PRESSION SUR LES PUBLICATIONS SAVANTES
Les groupes d’édition les plus vénérables ne sont pas à l’abri des menaces chinoises de rétorsion économique. En 2017, le plus ancien éditeur du monde, Cambridge University Press (CUP), supprime de son site, sur ordre de Pékin, trois cents articles parus dans sa célèbre revue savante « The China Quarterly ». Ces articles portaient sur des sujets honnis aux yeux des potentats du PC chinois, comme le massacre de Tiananmen en 1989, la révolution culturelle, le combat pour la démocratie de Hongkong, ou les tensions au Xinjiang et au Tibet… Confrontés à un tollé mondial et menacés de boycott par plusieurs centaines d’universitaires du monde, les responsables de CUP font volte-face et rétablissent les articles supprimés.

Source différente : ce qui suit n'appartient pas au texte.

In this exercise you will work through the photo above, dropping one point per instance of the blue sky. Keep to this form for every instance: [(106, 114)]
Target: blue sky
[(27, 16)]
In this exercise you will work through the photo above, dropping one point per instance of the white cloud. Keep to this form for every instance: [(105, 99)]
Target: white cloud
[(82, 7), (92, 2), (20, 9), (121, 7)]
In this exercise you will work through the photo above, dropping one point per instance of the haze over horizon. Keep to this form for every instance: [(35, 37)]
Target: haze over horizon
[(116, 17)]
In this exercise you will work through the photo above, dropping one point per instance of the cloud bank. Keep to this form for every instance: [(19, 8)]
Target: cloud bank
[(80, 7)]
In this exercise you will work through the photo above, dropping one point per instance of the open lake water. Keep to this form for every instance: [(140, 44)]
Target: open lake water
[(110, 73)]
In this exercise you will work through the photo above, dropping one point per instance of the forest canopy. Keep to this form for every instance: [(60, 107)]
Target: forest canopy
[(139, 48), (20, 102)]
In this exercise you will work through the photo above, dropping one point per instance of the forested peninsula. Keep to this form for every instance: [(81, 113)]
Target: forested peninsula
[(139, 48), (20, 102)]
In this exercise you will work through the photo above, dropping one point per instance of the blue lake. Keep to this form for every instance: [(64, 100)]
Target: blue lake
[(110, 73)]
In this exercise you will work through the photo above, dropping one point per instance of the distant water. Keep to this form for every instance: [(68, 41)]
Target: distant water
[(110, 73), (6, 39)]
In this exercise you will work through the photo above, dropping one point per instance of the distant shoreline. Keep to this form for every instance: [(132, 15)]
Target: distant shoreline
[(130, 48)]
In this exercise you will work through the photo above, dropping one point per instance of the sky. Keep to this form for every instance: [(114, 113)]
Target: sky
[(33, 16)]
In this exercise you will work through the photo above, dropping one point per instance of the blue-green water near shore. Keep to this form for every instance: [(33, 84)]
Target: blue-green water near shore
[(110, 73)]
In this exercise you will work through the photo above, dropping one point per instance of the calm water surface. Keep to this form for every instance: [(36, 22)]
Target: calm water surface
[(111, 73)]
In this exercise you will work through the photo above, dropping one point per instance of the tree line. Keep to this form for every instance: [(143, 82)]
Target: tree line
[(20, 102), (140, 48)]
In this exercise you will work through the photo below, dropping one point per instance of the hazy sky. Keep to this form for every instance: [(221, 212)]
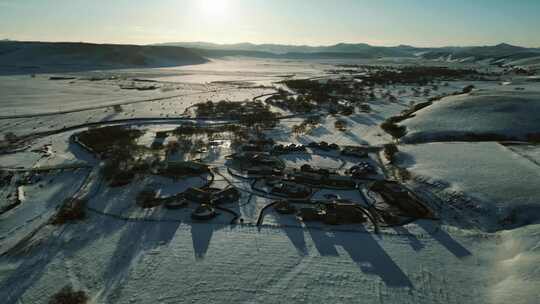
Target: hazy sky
[(314, 22)]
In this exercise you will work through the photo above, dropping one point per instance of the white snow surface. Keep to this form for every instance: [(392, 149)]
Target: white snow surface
[(507, 113)]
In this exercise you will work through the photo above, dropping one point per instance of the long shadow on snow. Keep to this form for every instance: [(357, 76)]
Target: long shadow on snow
[(362, 248), (445, 239), (29, 272), (295, 235), (201, 235)]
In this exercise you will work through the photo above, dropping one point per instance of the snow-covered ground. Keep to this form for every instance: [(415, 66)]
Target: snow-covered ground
[(505, 113), (502, 185)]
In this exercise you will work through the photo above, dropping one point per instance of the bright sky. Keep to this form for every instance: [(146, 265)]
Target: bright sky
[(313, 22)]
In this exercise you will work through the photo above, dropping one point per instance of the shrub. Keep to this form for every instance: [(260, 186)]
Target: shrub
[(68, 296), (389, 151), (393, 129), (467, 89), (341, 125), (71, 210)]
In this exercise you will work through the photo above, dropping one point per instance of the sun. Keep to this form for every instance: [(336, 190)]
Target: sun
[(214, 8)]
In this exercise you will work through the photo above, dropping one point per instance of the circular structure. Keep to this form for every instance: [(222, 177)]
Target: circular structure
[(176, 204), (203, 212)]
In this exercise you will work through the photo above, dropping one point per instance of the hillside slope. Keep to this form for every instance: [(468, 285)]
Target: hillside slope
[(44, 57)]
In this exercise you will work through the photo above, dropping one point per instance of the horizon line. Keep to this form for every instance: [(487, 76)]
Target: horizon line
[(268, 43)]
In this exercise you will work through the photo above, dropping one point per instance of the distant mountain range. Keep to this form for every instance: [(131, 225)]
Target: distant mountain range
[(360, 50), (48, 57)]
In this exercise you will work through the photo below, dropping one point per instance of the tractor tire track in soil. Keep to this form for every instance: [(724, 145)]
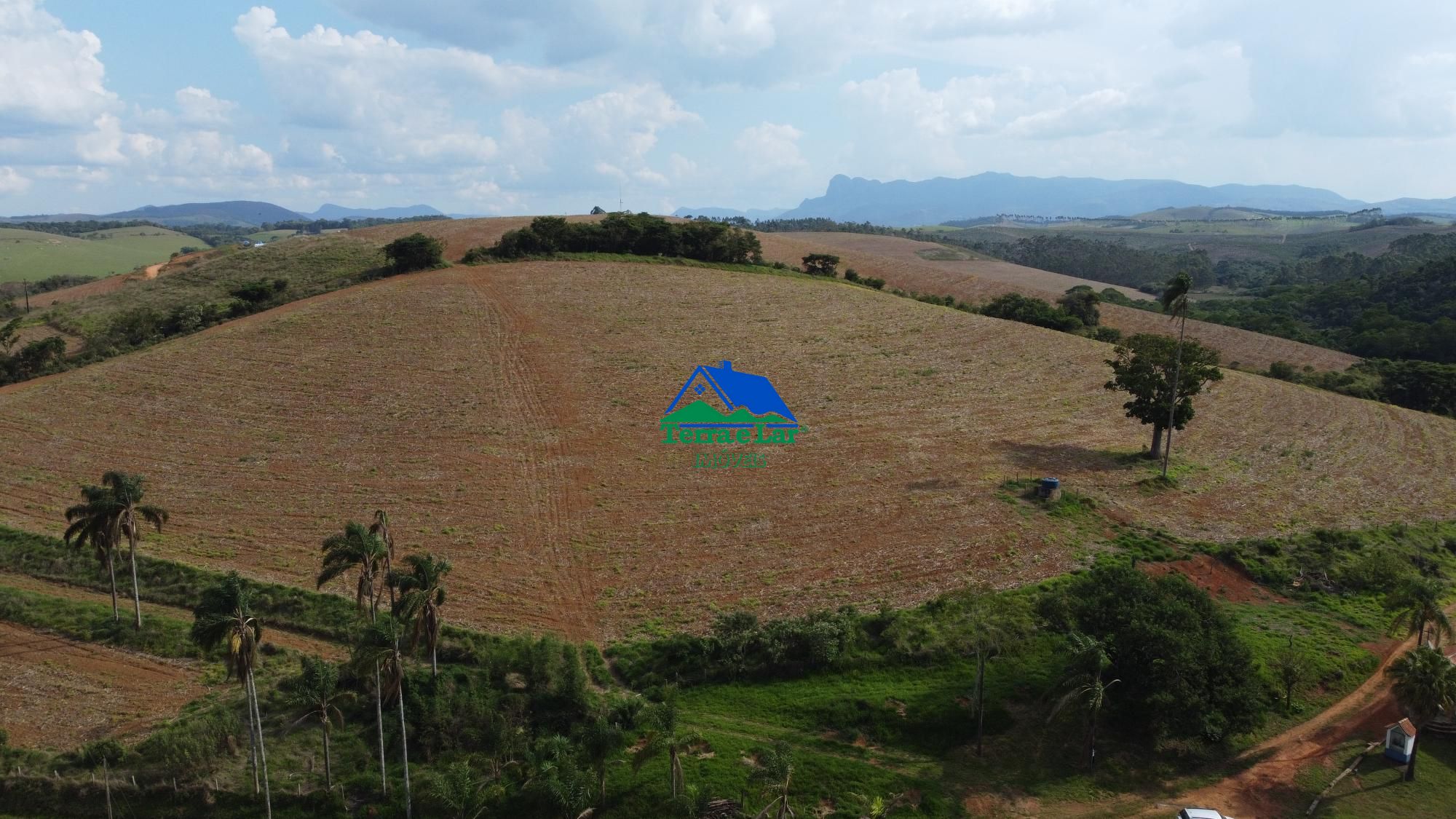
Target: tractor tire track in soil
[(272, 633), (503, 325), (58, 692)]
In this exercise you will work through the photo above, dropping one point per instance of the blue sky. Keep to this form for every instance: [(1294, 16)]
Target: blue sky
[(557, 106)]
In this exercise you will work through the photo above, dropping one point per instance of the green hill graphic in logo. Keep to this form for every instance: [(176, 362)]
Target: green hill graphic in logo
[(720, 404)]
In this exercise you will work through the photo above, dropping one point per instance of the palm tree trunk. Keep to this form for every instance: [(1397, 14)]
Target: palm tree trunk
[(1173, 405), (404, 740), (111, 569), (263, 752), (981, 698), (136, 587), (253, 737), (328, 765), (379, 720)]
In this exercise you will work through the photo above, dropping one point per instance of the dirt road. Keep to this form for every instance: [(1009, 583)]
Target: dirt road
[(1265, 787)]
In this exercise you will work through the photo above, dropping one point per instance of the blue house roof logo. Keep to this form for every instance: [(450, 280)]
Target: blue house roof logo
[(719, 404)]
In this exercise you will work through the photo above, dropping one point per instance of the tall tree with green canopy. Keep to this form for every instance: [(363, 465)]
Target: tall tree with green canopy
[(601, 740), (1425, 687), (359, 550), (1417, 606), (379, 649), (1186, 672), (1176, 304), (97, 523), (318, 695), (774, 774), (666, 736), (1087, 684), (223, 620), (986, 625), (127, 491), (1147, 365), (356, 548), (423, 593)]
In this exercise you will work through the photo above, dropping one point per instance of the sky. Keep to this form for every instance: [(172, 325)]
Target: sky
[(512, 107)]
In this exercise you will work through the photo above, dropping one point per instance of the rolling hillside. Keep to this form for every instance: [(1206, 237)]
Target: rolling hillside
[(507, 417), (28, 254)]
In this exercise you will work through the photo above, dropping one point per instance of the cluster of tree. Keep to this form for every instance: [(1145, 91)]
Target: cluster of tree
[(643, 235), (40, 357), (1115, 263), (1406, 312)]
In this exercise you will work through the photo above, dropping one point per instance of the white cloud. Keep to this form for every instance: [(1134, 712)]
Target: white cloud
[(12, 183), (110, 145), (400, 103), (200, 107), (49, 75), (771, 148)]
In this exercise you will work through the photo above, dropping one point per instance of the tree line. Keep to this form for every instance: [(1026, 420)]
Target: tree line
[(641, 234)]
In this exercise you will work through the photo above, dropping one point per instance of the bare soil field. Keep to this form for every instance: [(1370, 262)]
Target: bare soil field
[(507, 416), (58, 694), (272, 634), (896, 261)]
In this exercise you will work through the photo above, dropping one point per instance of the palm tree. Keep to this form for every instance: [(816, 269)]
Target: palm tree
[(422, 593), (1417, 605), (775, 771), (1085, 685), (356, 548), (379, 647), (1176, 304), (318, 695), (461, 790), (95, 523), (381, 529), (666, 736), (988, 625), (601, 742), (1425, 687), (223, 618)]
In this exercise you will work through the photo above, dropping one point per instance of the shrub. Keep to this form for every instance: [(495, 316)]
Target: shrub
[(414, 253), (1032, 311), (820, 264)]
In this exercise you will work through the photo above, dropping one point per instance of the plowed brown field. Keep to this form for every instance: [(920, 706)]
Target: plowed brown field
[(58, 694), (896, 261), (507, 419)]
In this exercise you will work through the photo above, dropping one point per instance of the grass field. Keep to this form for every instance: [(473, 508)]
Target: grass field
[(27, 254), (507, 417)]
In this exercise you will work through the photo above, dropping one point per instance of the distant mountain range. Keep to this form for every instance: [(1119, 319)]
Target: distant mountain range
[(933, 202), (752, 215), (240, 213)]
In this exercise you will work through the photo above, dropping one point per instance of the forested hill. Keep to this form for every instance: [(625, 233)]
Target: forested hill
[(1388, 311)]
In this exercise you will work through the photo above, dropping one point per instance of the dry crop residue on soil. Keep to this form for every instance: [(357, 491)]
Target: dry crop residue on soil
[(58, 694), (507, 416), (896, 261)]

Quelques mois plus tard, c’est au tour du puissant groupe allemand Springer Nature de supprimer de son site chinois environ cent mille articles. L’éditeur des prestigieuses revues scientifiques « Nature » et « Scientific American » s’est justifié ainsi : « Si nous avions refusé de nous exécuter, nous aurions risqué de voir la totalité de notre production bloquée en Chine. »
LA GRANDE RAFLE DES TECHNOLOGIES
C’est un programme qui vise à éjecter, d’ici à 2025, les Etats-Unis de leur position dominante dans le secteur des technologies de pointe. Son annonce en 2015 a été perçue dans les pays occidentaux comme une déclaration de guerre. Car ces technologies ne sont pas seulement omniprésentes dans les smartphones, robots industriels et autres voitures électriques ; elles sont aussi indispensables pour piloter les systèmes d’armement du futur. Un combat sans merci s’est donc engagé, rappelant à bien des égards la course aux armes nucléaires de la guerre froide. Qui de la Chine ou des pays occidentaux décrochera la suprématie dans les secteurs du futur, comme la robotique, les télécoms, les voitures électriques ou les supercalculateurs ?
Pour l’heure, la Chine est encore à la traîne, voire dépendante d’importations américaines. Xi Jinping, qui veut l’autosuffisance, accorde des moyens colossaux : 2 000 milliards d’euros, avec pour consigne de décrocher à terme la première place tant sur le marché intérieur que mondial. Pour combler l’écart, la Chine ne néglige aucune méthode, même illégale : acquisition d’entreprises high-tech à l’étranger, transferts de technologie imposés aux sociétés qui souhaitent entrer dans le marché chinois, cyberespionnage commercial… Face aux critiques déclenchées par ces méthodes, les médias d’Etat ont mis en sourdine la promotion du Made in China 2025. Mais malgré la colère de Trump, il est peu probable que le plan soit abandonné : c’est la carte maîtresse du projet phare de Xi Jinping, le « rêve chinois » de voir la Chine au premier rang du monde en 2050.